Common good and private justice (Beck)
Justyna Wubs-MrozewiczToday’s #microreview turns towards Christopher Beck’s article ‘Common good and private justice: letters of marque and the utilitas publica in fourteenth-century Marseilles’ which provides a fascinating case study about a medieval municipality navigating between political thought, the urban market, private property rights, and the common good.

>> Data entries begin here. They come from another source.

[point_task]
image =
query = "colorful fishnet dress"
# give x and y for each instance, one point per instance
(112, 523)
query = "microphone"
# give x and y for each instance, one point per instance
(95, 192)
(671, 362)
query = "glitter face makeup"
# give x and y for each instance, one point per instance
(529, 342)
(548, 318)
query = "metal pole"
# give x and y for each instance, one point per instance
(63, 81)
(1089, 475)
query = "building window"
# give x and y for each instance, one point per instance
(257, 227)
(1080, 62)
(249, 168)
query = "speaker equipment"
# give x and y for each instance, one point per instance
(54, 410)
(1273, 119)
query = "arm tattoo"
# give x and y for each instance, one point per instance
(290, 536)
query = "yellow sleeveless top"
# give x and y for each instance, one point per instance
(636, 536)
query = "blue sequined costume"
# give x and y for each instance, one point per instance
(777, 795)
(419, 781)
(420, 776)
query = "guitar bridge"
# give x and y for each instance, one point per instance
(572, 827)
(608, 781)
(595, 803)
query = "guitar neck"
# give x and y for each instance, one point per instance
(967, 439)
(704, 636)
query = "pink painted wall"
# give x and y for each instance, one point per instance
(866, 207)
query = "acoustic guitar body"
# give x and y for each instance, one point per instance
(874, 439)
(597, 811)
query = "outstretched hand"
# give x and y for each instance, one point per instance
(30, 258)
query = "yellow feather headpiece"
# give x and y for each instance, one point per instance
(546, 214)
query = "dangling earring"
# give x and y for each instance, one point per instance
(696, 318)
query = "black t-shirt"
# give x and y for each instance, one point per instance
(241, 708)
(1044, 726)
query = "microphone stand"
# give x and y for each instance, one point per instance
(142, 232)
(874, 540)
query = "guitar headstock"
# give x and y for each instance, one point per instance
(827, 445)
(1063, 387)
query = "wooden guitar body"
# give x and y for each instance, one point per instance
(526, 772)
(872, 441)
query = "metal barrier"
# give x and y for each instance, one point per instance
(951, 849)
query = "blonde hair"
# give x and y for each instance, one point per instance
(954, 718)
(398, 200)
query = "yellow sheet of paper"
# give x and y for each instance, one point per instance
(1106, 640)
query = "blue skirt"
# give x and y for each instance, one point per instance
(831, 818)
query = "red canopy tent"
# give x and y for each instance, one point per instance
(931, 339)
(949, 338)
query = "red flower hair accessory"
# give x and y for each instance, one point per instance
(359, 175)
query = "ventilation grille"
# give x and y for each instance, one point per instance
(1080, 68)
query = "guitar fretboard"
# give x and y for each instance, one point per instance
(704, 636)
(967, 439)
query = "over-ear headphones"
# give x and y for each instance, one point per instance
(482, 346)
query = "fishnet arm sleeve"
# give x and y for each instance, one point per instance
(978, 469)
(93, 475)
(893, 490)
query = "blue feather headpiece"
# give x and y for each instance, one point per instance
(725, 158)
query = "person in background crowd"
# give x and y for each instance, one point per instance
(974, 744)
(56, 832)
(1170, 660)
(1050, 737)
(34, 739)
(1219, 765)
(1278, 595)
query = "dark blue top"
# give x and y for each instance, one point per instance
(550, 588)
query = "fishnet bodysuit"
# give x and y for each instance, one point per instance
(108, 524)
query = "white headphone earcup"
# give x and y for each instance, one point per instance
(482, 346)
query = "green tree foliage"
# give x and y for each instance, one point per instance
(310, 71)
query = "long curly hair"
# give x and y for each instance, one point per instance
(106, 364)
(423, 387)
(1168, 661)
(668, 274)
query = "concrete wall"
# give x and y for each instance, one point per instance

Throughout late medieval Western Europe, marques presented an instrument of legal enforcement, especially for merchants. Municipal governments could grant the seizure of foreign goods in their city to compensate open debts or other claims against actors outside of their jurisdiction. Yet, over the course of 14th century, the council of Marseilles several times suspended its citizens’ marques for economic and diplomatic reasons: Open marques could dissuade foreign merchants to travel to Marseille and hindered the influx to the city’s market. They could also let the city appear as contentious and not led according to the ideal of peace. Publicly, the town council justified the suspensions and thus the neglect of its own burghers’ property rights with the common good of the community, reflecting learned discourse about just government. The issues pointed out by Beck also applied to Hanseatic city councils which had to balance individual interests not only with the common good of the city but also with the common good of the #Hanse. Not just in light of recent political debates, it seems worthwhile reminding that the question of how a society negotiates the relation between public and private interests is not an invention of modernity.